Nintendo’s Plan on Selling Games via digital means over Packaged Goods

Nintendo recently announced its intentions on focusing on the sale of its games via digital means, as opposed to the traditional “packaged goods” convention.

Revealed to have recently posted an annual loss close to $534 million, the videogame platform maker intends to change its stance in the non-clear distinction of the availability of digital and/or physical purchase options for game titles.

Come August, Nintendo will allow publishers the capacity to feature downloadable versions of packaged games, a move that many have been quick to say “It’s about time”, but one which leaves Nintendo in a deadlock between simplifying the sale of its products to its customers and keeping retailers of their products happy.

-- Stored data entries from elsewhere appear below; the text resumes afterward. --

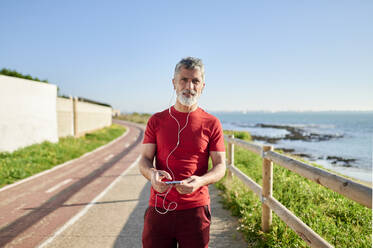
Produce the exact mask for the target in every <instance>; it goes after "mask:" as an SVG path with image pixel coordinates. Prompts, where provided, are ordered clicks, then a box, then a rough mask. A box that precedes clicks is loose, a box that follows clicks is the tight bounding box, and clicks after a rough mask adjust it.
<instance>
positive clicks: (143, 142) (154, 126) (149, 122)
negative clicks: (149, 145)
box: [142, 115, 157, 144]
mask: <svg viewBox="0 0 373 248" xmlns="http://www.w3.org/2000/svg"><path fill="white" fill-rule="evenodd" d="M156 127H157V121H156V118H155V116H154V115H153V116H152V117H150V119H149V121H148V123H147V124H146V129H145V135H144V140H143V142H142V143H143V144H148V143H150V144H156V143H157V137H156Z"/></svg>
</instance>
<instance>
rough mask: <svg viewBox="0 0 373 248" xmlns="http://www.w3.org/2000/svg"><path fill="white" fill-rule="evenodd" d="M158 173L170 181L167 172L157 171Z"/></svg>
mask: <svg viewBox="0 0 373 248" xmlns="http://www.w3.org/2000/svg"><path fill="white" fill-rule="evenodd" d="M158 173H159V174H160V175H161V176H162V177H166V178H167V179H169V180H172V177H171V175H170V174H169V173H168V172H167V171H161V170H159V171H158Z"/></svg>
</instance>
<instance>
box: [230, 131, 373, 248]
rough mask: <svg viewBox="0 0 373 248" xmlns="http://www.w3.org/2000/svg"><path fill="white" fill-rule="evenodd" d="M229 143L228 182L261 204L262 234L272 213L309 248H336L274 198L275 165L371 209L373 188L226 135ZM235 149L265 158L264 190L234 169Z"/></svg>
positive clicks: (256, 144) (270, 216)
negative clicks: (304, 178)
mask: <svg viewBox="0 0 373 248" xmlns="http://www.w3.org/2000/svg"><path fill="white" fill-rule="evenodd" d="M224 137H225V141H226V142H228V150H227V159H228V165H227V167H228V169H229V172H228V179H230V178H231V177H232V176H233V175H235V176H237V178H239V179H240V180H241V181H242V182H243V183H244V184H245V185H246V186H248V187H249V188H250V189H251V190H252V191H253V192H254V193H255V194H256V195H257V196H258V197H259V198H260V200H261V202H262V230H263V231H264V232H268V231H269V229H270V226H271V224H272V210H273V211H274V212H275V213H276V214H277V215H278V216H279V217H280V218H281V219H282V220H283V221H284V222H285V223H286V224H287V225H288V226H289V227H290V228H292V229H293V230H294V231H295V232H296V233H297V234H298V235H299V236H300V237H301V238H302V239H303V240H304V241H305V242H306V243H307V244H308V245H309V246H310V247H318V248H319V247H333V246H332V245H331V244H329V243H328V242H327V241H325V240H324V239H323V238H322V237H320V236H319V235H318V234H317V233H315V232H314V231H313V230H312V229H311V228H310V227H309V226H307V225H306V224H305V223H304V222H302V221H301V220H300V219H299V218H298V217H297V216H295V215H294V214H293V213H292V212H291V211H290V210H288V209H287V208H286V207H285V206H284V205H282V204H281V203H280V202H279V201H277V200H276V199H275V198H273V197H272V186H273V162H275V163H276V164H277V165H280V166H282V167H285V168H287V169H289V170H291V171H293V172H295V173H297V174H299V175H301V176H303V177H305V178H308V179H310V180H312V181H314V182H316V183H318V184H320V185H322V186H324V187H326V188H329V189H331V190H333V191H335V192H337V193H339V194H341V195H344V196H345V197H347V198H349V199H351V200H353V201H355V202H358V203H360V204H362V205H364V206H366V207H368V208H372V188H370V187H367V186H365V185H362V184H359V183H356V182H354V181H352V180H349V179H347V178H344V177H341V176H338V175H335V174H332V173H330V172H328V171H326V170H322V169H319V168H317V167H314V166H311V165H308V164H306V163H303V162H301V161H298V160H295V159H293V158H290V157H288V156H285V155H283V154H279V153H277V152H275V151H273V147H272V146H260V145H257V144H254V143H249V142H245V141H243V140H239V139H235V138H234V136H233V135H229V136H227V135H225V136H224ZM234 145H238V146H240V147H243V148H245V149H247V150H249V151H252V152H254V153H256V154H259V155H261V157H262V158H263V174H262V177H263V178H262V179H263V180H262V181H263V185H262V187H261V186H260V185H258V184H257V183H256V182H254V180H252V179H251V178H250V177H248V176H247V175H245V174H244V173H242V172H241V171H240V170H239V169H237V168H236V167H235V166H234Z"/></svg>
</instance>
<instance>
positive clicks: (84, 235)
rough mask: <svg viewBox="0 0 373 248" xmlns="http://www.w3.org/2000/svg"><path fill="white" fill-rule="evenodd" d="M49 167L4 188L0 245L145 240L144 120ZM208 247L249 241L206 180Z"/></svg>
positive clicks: (106, 242)
mask: <svg viewBox="0 0 373 248" xmlns="http://www.w3.org/2000/svg"><path fill="white" fill-rule="evenodd" d="M120 123H121V124H123V125H126V126H127V127H128V132H127V133H126V134H125V135H124V136H122V137H120V138H119V139H117V140H116V141H115V142H112V143H111V144H109V145H107V146H105V147H104V148H100V149H99V150H96V151H95V152H93V153H90V154H88V155H85V156H83V157H81V158H79V159H76V160H74V161H71V162H69V163H67V164H64V165H62V166H60V167H59V168H57V169H54V170H52V171H50V172H46V173H44V174H42V175H40V176H37V177H35V178H31V179H29V180H26V181H24V182H21V183H18V184H16V185H14V186H10V187H7V188H5V189H1V190H0V247H131V248H132V247H142V246H141V232H142V227H143V215H144V211H145V209H146V207H147V205H148V199H149V194H150V184H149V182H147V180H146V179H145V178H144V177H143V176H142V175H141V174H140V173H139V171H138V167H137V163H136V162H137V160H138V158H139V155H140V143H141V141H142V139H143V130H144V127H143V126H141V125H136V124H131V123H127V122H120ZM209 189H210V195H211V200H212V204H211V209H212V226H211V234H210V237H211V240H210V247H218V248H220V247H231V248H234V247H237V248H238V247H247V243H246V242H244V240H243V238H242V235H241V234H240V233H238V232H237V231H236V227H237V221H236V220H235V219H234V218H233V217H231V216H230V214H229V212H228V211H226V210H224V209H223V208H222V206H221V204H220V203H219V199H220V198H219V196H218V191H217V190H216V189H215V187H214V186H213V185H210V186H209Z"/></svg>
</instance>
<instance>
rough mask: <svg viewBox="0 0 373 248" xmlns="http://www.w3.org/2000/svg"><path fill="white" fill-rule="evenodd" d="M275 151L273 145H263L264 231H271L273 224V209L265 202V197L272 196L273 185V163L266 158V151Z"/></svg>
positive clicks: (262, 215) (262, 200)
mask: <svg viewBox="0 0 373 248" xmlns="http://www.w3.org/2000/svg"><path fill="white" fill-rule="evenodd" d="M267 151H273V146H263V154H262V157H263V175H262V177H263V188H262V231H263V232H269V229H270V227H271V225H272V210H271V208H270V207H268V206H267V205H265V204H264V203H263V199H264V198H267V197H269V196H272V187H273V163H272V161H271V160H269V159H265V158H264V153H265V152H267Z"/></svg>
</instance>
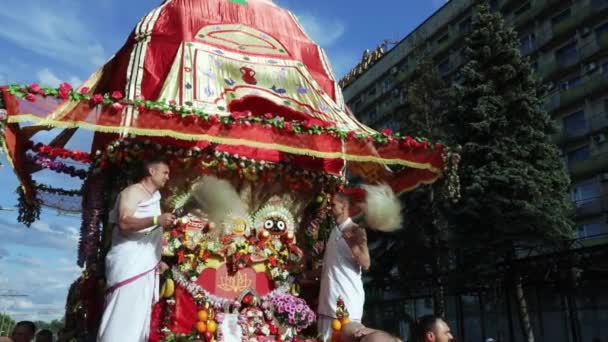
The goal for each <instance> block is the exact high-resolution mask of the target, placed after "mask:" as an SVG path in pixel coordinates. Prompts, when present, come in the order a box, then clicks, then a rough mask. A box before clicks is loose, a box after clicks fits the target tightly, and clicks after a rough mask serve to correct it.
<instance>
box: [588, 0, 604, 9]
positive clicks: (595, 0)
mask: <svg viewBox="0 0 608 342" xmlns="http://www.w3.org/2000/svg"><path fill="white" fill-rule="evenodd" d="M591 4H592V5H593V7H597V8H600V7H604V6H608V0H592V1H591Z"/></svg>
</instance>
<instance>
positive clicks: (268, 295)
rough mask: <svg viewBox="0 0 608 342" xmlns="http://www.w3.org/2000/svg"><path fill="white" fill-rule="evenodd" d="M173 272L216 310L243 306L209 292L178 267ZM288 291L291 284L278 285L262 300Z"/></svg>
mask: <svg viewBox="0 0 608 342" xmlns="http://www.w3.org/2000/svg"><path fill="white" fill-rule="evenodd" d="M171 273H172V276H173V280H174V281H175V282H176V283H177V284H179V285H180V286H181V287H182V288H183V289H184V290H186V292H188V293H189V294H190V295H191V296H192V297H193V298H204V299H205V301H207V302H209V303H210V304H211V306H213V308H214V309H215V310H216V311H220V312H231V311H233V310H235V309H237V310H238V309H240V308H241V305H242V304H241V302H239V301H238V300H231V299H226V298H222V297H218V296H216V295H213V294H211V293H209V292H207V290H205V289H204V288H202V287H201V286H200V285H198V284H197V283H195V282H194V281H190V280H188V278H186V277H185V276H184V275H183V274H182V273H181V272H180V271H179V270H178V269H177V268H176V267H172V268H171ZM288 291H289V286H281V287H278V288H276V289H274V290H272V291H271V292H270V293H268V294H266V295H265V296H262V297H261V298H260V299H261V300H271V299H272V298H273V297H275V296H278V295H281V294H284V293H287V292H288Z"/></svg>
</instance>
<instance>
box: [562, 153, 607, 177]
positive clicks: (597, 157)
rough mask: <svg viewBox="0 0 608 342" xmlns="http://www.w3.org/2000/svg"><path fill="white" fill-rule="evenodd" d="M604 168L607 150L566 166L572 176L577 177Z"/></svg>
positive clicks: (606, 156)
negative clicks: (587, 158) (569, 170)
mask: <svg viewBox="0 0 608 342" xmlns="http://www.w3.org/2000/svg"><path fill="white" fill-rule="evenodd" d="M606 168H608V151H606V152H601V153H596V154H594V155H592V156H591V158H589V159H587V160H581V161H577V162H573V163H572V164H571V165H569V166H568V169H569V170H570V175H572V178H577V179H580V178H583V177H587V176H592V175H594V174H596V173H598V172H599V171H601V170H605V169H606Z"/></svg>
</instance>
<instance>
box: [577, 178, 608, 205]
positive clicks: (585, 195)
mask: <svg viewBox="0 0 608 342" xmlns="http://www.w3.org/2000/svg"><path fill="white" fill-rule="evenodd" d="M600 196H601V189H600V184H599V183H598V182H597V181H596V180H595V179H588V180H585V181H582V182H577V183H575V184H574V186H573V187H572V191H571V192H570V197H571V199H572V202H574V204H575V205H576V206H577V207H581V206H583V205H585V204H587V203H589V202H591V201H594V200H597V199H598V198H599V197H600Z"/></svg>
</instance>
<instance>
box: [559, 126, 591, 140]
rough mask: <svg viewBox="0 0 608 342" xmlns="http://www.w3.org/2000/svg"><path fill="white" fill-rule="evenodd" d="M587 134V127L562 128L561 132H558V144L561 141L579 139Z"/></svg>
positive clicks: (588, 133) (588, 129) (575, 139)
mask: <svg viewBox="0 0 608 342" xmlns="http://www.w3.org/2000/svg"><path fill="white" fill-rule="evenodd" d="M587 134H589V128H588V127H584V128H579V129H563V130H562V131H561V133H558V138H557V140H558V144H559V143H562V142H566V143H568V142H572V141H575V140H579V139H581V138H583V137H585V136H586V135H587Z"/></svg>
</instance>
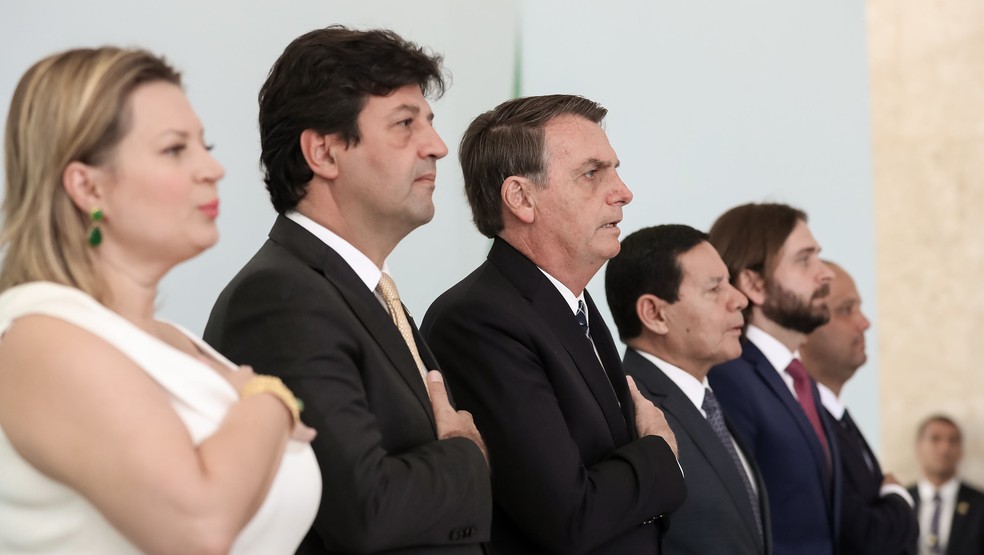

Nintendo, like Sony and Microsoft some years back, is at a point where the digital distribution of their products is at wits end with traditional-storage, media-based sales modes.

Like Sony and Microsoft back then, Nintendo is locked in facilitating the transition of going digital, without necessarily crippling its relationship with “physical game” selling organizations and entities, given the inevitable fact that online/digital sales is well on its way into becoming a norm.

The reported annual loss announcement comes after Nintendo’s financials becoming a matter of public record. It is Nintendo’s first year in the red, since.

With game developers, game titles and their price being a recent “hot topic” in the gaming arena, Nintendo’s plans for the future says much about the changes in the signs of the times.

As digital becomes more and more prevalent, the kingmakers of yesterday are becoming moot points in defining industry leaders from industry trailers.